Flutterwave has secured a banking license from the Central Bank of Nigeria — a regulatory milestone that marks a fundamental shift in the company’s identity and ambitions. No longer just the infrastructure layer underneath other financial services, the Lagos-founded unicorn can now hold customer deposits, offer bank accounts, and lend money directly to businesses, services that were previously handled on its behalf by partner banks.
“Today, Flutterwave announces a Nigerian banking license,” CEO and co-founder Olugbenga Agboola wrote on X. “It is a defining step in our 10-year journey to build the financial infrastructure powering Africa’s future.”
The license, specifically a national microlender designation, puts Flutterwave in the company of global fintech giants like Revolut and Wise, both of which pursued banking licenses as a core part of their expansion strategies. In Nigeria — Africa’s largest economy and one of its most competitive fintech markets — the implications are significant.
Breaking Free From the Sponsorship Model
For most of its existence, Flutterwave has operated within the traditional fintech playbook: build the technology, partner with licensed banks to access clearing and settlement infrastructure, and split the economics accordingly. That model works, but it comes with constraints — on margins, on speed, and on the products a company can credibly offer.

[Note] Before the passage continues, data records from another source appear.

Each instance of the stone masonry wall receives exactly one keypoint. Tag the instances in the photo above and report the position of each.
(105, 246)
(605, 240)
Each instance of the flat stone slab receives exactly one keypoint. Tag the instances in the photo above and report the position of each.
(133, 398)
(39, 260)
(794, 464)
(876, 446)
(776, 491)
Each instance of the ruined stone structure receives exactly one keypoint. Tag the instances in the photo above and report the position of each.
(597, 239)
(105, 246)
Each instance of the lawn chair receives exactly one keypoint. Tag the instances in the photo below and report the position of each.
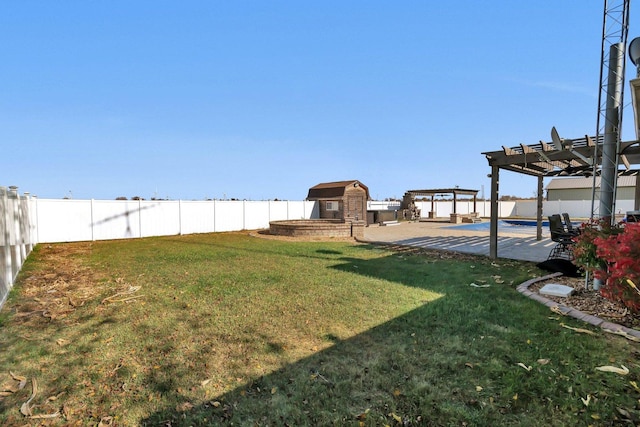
(569, 225)
(564, 243)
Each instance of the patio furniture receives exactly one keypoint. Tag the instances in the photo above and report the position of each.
(564, 240)
(569, 225)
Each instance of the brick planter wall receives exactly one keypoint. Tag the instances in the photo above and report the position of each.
(317, 228)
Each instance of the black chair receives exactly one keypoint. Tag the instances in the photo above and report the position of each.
(569, 225)
(564, 240)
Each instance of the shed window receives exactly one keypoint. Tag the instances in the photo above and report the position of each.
(332, 206)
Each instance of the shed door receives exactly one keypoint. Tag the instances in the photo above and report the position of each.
(355, 207)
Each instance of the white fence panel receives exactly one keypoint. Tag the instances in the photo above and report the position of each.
(376, 205)
(64, 220)
(229, 216)
(256, 215)
(159, 218)
(278, 210)
(197, 217)
(301, 210)
(17, 236)
(115, 219)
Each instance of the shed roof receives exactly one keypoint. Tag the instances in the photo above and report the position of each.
(334, 189)
(575, 183)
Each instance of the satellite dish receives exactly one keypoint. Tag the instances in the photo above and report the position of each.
(557, 142)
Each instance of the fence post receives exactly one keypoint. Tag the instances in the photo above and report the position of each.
(180, 217)
(6, 280)
(26, 207)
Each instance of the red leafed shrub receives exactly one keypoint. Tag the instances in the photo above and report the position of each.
(621, 252)
(585, 249)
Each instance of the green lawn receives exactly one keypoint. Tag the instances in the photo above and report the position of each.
(229, 328)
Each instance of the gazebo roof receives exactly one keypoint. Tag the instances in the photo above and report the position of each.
(453, 191)
(574, 159)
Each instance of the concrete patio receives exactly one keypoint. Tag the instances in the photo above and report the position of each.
(514, 243)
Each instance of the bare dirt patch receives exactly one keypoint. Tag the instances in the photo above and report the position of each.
(58, 290)
(266, 235)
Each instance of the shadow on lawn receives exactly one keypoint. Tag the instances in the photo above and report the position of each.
(403, 369)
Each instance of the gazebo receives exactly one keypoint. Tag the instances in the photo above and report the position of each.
(456, 191)
(575, 157)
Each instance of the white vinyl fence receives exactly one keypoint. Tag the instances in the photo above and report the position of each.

The new banking license changes the calculus entirely. Flutterwave can now internalize critical components of the financial value chain that were previously outsourced. The practical result is faster settlement, lower costs, and the ability to design financial products — lending, deposits, treasury solutions — that weren’t structurally possible before.
“Businesses can now run their entire financial operations seamlessly,” Agboola said of the development.

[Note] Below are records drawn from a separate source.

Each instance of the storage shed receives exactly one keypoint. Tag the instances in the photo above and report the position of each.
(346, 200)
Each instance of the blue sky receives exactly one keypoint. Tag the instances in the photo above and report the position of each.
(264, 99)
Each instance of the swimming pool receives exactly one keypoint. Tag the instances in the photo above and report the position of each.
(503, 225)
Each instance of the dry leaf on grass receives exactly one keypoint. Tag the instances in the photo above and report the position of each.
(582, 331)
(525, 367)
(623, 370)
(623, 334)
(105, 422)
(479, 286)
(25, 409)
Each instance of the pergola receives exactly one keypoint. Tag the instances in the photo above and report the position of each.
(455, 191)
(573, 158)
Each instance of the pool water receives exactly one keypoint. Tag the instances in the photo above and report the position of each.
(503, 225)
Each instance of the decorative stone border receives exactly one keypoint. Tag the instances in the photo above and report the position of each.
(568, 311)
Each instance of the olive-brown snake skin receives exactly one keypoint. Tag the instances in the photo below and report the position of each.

The license also opens the door to data-driven lending products, where Flutterwave’s transaction history across its merchant network becomes a powerful underwriting tool — a capability that pure payments companies have long coveted but struggled to monetize without direct banking status.
A Decade in the Making
Founded in 2016, Flutterwave was born out of a straightforward frustration: sending money from Lagos to Accra often required routing funds through New York, making cross-border transfers slow and expensive. In some cases, physically carrying cash was faster than using formal channels.

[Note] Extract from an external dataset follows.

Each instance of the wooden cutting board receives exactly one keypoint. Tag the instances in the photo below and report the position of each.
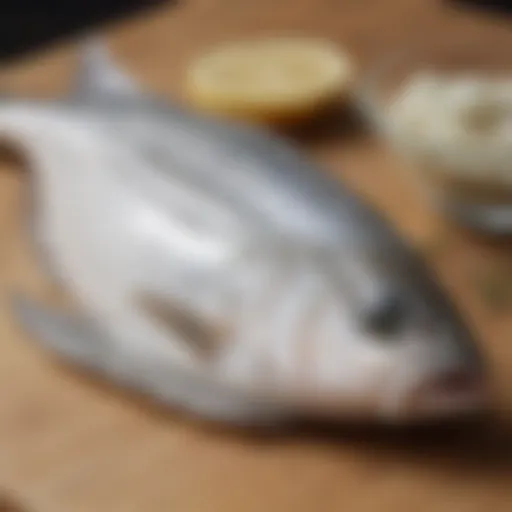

A decade later, the company has processed over $40 billion in transactions and facilitated more than one billion payments. It holds over 50 licenses across 35 countries, a regulatory footprint it has described as making it the most licensed non-bank fintech company in the world. The operative phrase, as of today, is “non-bank.” That qualifier no longer applies in Nigeria.
The timing is also notable. The banking license arrives just months after Flutterwave’s acquisition of Mono, a Nigerian open banking infrastructure startup, in an all-stock deal valued at up to $40 million. Mono’s platform enables secure access to financial data, identity verification, and account-to-account payments — exactly the kind of infrastructure that becomes more powerful when combined with a banking license. The two moves together suggest a deliberate sequencing: acquire the data layer, then get the license to act on it.
Stablecoins, Open Banking, and What Comes Next
The banking license doesn’t exist in a vacuum. Flutterwave has been building toward a more vertically integrated future on multiple fronts simultaneously.
In late 2025, the company announced a partnership with Polygon Labs to develop a stablecoin-based cross-border payment product, using USDC as the primary settlement asset and targeting enterprises before rolling out to consumer remittances. With a banking license, those stablecoin settlement ambitions take on a new dimension — Flutterwave can potentially serve as both the infrastructure provider and the regulated counterparty in those transactions.
The CBN has also named Flutterwave as one of six entities in the initial phase of its AML/CFT supervision pilot for virtual asset service providers, alongside Paystack, KuCoin, and others — a signal that regulators are taking seriously the company’s growing role at the intersection of traditional payments and digital assets.
Meanwhile, Flutterwave’s client network continues to expand into adjacent verticals. Its partnerships with infrastructure startups like Kulipa — which uses Flutterwave’s rails to issue stablecoin-powered payment cards — illustrate how the company sits at the center of an increasingly layered African fintech ecosystem.
The Competitive Landscape Just Got More Interesting
For Nigeria’s incumbent banks, Flutterwave’s banking license is a serious signal. The company already processes a material share of the country’s digital payment volume; it now has the regulatory standing to compete for deposits and lending relationships that were previously the exclusive domain of commercial banks.
For the broader African fintech ecosystem, the move raises an obvious question: is Flutterwave becoming a platform that others build on, or a competitor to the very companies that rely on it? The answer, increasingly, looks like both.
What is clear is that after ten years of building in the background, Flutterwave is no longer content to be the invisible infrastructure. It wants to be the bank.